Article ID | Journal | Published Year | Pages | File Type |
---|---|---|---|---|
831019 | Materials & Design (1980-2015) | 2012 | 8 Pages |
The high-temperature deformation behavior of powder metallurgy molybdenum has been investigated based on a series of isothermal hot compression tests, which were carried out on a Gleeble-1500 thermal mechanical simulator in a wide range of temperatures (900–1450 °C) and strain rates (0.01–10 s−1). Through the research on the experimental stress–strain curves, it reveals that dynamic recrystallization softening effect of powder metallurgy molybdenum occurs in the temperature range from 1200 °C to 1450 °C, in which the flow stress is significantly sensitive to temperature. In comparison with the value of strain hardening index n which decreases along with the temperature rising, the value of strain-rate sensitivity exponent m does not change obviously; however, it increases slowly with the increasing of temperature at first and achieves a peak value at 1350 °C. Furthermore, relying on the comparison of mean value of n and m, it is suggested that deformation strengthening is the main strengthening mechanism at low temperature while the rheological strengthening changes into the primary strengthening mechanism at high temperature.
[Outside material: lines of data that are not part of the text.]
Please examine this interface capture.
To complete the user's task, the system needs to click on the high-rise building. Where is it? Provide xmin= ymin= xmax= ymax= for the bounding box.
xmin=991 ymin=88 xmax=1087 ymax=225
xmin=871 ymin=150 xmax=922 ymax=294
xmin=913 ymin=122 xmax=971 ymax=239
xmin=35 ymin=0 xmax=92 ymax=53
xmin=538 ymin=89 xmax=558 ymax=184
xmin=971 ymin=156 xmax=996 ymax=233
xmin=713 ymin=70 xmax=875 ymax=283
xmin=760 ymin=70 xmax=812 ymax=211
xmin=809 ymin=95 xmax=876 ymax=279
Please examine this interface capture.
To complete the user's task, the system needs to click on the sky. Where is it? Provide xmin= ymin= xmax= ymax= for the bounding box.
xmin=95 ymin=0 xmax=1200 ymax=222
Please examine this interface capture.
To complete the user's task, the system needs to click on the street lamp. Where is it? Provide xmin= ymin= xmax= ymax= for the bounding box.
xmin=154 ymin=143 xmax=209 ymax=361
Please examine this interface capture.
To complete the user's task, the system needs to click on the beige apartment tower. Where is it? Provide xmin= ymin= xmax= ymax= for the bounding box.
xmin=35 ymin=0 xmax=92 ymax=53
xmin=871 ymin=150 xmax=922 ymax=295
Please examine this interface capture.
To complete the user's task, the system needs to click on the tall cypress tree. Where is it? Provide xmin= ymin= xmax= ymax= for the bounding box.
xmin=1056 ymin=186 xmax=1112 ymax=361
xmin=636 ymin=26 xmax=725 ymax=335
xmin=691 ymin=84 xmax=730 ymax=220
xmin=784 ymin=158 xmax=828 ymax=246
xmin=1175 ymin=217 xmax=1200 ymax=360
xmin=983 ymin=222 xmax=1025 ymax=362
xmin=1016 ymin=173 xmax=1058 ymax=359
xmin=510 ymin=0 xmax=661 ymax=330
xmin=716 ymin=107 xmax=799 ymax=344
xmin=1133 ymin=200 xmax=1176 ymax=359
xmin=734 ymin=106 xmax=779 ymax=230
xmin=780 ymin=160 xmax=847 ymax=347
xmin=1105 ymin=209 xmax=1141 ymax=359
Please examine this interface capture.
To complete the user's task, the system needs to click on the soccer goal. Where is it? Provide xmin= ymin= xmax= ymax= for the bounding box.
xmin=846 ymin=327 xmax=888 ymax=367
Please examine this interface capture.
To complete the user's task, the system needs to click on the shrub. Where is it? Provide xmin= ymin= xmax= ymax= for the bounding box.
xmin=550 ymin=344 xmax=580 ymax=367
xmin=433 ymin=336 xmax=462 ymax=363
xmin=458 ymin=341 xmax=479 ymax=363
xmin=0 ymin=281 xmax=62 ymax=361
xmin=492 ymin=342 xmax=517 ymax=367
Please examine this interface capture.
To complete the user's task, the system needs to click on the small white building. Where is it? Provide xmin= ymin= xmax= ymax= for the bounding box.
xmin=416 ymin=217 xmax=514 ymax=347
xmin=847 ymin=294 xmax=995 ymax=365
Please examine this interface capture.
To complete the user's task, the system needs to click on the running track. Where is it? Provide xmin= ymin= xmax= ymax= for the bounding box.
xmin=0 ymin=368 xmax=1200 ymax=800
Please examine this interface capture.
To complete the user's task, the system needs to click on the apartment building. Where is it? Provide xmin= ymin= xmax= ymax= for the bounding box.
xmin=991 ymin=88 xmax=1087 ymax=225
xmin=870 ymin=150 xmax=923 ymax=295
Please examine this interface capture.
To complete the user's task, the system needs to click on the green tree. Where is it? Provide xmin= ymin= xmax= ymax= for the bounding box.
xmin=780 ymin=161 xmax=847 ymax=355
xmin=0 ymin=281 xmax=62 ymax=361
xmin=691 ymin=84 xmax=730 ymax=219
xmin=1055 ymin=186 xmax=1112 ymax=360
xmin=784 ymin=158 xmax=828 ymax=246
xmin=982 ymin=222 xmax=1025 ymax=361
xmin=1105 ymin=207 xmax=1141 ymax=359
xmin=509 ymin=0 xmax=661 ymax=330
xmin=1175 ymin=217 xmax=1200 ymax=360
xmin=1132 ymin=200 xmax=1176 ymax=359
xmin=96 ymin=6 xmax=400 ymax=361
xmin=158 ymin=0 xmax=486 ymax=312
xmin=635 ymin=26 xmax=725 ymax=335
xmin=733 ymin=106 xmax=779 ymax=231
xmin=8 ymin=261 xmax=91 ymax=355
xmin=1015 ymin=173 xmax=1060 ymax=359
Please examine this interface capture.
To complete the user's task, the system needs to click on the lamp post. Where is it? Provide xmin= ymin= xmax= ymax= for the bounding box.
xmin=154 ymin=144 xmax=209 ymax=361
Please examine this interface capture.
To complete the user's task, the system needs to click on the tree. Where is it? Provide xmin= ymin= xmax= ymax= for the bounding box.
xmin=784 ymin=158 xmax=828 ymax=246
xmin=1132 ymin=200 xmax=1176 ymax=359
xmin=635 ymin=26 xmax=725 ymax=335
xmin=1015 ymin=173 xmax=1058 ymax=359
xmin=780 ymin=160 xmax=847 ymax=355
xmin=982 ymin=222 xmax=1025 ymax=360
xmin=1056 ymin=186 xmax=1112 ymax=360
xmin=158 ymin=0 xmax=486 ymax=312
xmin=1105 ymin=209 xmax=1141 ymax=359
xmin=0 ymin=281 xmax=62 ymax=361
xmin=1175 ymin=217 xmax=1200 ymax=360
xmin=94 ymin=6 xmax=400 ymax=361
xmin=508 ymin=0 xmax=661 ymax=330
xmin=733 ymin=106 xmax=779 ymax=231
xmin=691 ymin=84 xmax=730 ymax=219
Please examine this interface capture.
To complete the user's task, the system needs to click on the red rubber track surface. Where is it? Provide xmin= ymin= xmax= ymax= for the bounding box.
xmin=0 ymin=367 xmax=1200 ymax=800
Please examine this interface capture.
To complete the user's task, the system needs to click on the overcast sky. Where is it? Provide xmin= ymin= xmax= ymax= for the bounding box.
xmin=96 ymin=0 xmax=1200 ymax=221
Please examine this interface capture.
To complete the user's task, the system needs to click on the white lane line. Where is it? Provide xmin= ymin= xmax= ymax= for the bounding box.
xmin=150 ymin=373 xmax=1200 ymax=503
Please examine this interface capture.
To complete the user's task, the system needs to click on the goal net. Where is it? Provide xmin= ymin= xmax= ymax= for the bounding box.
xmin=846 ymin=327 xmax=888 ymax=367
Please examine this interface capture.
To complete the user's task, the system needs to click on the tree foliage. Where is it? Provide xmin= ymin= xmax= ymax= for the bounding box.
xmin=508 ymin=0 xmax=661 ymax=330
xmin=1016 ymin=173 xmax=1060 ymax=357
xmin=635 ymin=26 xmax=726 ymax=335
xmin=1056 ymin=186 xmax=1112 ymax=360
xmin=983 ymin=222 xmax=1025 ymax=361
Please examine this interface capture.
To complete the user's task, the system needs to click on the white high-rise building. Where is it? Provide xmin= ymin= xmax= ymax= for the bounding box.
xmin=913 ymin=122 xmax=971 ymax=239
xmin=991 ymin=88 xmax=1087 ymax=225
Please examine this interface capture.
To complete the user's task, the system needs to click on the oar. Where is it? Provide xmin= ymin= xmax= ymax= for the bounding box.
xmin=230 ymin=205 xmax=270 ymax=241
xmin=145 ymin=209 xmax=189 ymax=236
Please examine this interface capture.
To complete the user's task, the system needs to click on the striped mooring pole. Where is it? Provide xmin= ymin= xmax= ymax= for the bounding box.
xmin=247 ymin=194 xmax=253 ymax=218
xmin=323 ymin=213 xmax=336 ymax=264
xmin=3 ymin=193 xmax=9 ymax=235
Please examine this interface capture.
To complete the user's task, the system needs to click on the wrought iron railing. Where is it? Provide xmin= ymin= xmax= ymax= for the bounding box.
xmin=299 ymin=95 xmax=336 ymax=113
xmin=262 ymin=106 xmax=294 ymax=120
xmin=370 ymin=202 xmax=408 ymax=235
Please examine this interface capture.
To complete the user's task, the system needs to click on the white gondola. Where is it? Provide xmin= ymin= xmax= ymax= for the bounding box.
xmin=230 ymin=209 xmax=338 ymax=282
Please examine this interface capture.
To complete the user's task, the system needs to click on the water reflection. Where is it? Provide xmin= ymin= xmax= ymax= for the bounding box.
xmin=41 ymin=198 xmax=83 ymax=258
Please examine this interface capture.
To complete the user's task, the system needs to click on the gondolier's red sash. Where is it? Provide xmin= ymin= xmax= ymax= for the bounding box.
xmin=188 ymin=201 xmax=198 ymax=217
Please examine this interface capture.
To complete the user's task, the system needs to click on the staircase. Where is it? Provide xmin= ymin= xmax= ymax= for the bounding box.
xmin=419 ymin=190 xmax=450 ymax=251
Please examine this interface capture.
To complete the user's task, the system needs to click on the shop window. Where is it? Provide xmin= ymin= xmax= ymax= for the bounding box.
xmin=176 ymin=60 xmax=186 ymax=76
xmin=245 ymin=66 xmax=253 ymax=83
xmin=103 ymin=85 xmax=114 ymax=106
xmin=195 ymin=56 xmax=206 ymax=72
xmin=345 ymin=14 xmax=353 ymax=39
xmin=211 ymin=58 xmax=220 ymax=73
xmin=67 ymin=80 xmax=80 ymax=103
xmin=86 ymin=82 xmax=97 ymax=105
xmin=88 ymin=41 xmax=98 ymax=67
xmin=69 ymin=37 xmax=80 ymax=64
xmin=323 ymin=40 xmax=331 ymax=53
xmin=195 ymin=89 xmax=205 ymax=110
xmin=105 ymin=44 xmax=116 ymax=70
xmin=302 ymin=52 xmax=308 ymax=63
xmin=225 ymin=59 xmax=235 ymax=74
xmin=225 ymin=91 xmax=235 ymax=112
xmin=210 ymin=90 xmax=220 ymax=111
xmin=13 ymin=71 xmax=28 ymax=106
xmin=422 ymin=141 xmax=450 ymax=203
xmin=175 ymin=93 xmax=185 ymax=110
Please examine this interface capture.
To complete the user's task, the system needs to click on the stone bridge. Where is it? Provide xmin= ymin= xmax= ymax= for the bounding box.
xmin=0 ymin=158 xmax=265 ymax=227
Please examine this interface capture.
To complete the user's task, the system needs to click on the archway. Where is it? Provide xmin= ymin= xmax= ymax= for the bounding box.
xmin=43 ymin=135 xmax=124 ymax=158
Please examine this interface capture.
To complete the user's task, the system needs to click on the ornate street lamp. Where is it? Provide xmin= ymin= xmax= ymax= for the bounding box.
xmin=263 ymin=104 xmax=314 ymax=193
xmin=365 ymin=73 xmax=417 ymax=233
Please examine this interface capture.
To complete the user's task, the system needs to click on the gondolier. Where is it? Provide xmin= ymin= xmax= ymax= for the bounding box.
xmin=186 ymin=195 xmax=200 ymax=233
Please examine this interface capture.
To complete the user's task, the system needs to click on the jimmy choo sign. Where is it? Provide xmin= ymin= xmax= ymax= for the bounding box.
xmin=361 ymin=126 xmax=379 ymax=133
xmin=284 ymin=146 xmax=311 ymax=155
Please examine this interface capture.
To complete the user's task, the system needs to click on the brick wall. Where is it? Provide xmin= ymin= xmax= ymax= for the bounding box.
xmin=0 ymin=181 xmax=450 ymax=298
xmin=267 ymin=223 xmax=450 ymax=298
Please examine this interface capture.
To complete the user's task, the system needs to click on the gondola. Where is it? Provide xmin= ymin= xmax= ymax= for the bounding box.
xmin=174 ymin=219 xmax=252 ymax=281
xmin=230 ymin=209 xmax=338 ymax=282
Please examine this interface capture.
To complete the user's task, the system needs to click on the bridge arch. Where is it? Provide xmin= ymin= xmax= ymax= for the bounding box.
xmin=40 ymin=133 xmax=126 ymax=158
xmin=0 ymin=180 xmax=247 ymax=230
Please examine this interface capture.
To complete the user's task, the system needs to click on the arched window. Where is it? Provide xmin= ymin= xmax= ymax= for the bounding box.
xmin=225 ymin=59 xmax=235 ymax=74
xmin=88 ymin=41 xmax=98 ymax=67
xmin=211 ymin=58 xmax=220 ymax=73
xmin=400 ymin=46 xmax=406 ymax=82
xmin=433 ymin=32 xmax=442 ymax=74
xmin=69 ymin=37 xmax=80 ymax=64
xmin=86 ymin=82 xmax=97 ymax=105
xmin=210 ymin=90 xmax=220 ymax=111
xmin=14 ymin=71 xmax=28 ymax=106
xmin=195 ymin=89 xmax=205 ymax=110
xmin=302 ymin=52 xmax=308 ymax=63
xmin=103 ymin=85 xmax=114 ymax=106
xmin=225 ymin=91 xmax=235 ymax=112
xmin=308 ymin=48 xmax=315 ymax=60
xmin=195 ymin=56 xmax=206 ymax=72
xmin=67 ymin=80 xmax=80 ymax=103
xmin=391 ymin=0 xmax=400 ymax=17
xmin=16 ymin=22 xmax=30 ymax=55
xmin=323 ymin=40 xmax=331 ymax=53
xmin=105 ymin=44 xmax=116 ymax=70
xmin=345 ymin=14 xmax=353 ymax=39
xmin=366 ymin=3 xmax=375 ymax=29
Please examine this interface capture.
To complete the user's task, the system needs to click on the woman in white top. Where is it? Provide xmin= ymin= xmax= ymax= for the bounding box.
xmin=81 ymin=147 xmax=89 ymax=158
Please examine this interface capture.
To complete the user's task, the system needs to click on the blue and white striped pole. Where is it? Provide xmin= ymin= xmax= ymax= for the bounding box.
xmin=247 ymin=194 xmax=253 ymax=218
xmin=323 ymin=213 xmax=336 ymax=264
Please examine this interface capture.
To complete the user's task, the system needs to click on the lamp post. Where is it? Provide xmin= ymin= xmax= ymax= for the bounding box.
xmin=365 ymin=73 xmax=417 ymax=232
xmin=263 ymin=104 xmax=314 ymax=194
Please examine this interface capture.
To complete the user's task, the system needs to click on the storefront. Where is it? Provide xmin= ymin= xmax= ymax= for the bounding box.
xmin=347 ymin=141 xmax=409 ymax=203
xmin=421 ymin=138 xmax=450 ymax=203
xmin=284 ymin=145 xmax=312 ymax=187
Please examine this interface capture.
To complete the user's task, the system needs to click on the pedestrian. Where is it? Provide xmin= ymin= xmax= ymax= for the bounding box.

► Dynamic recrystallization of powder metallurgy molybdenum occurs in the temperature region (1200–1450 °C). ► The value of strain hardening index n decreases along with the temperature rising. ► The value of strain-rate sensitivity exponent m increases slowly at first and achieves a peak value at 1350 °C. ► Deformation strengthening is the main strengthening mechanism at low temperature. ► Rheological strengthening becomes the primary strengthening mechanism at high temperature.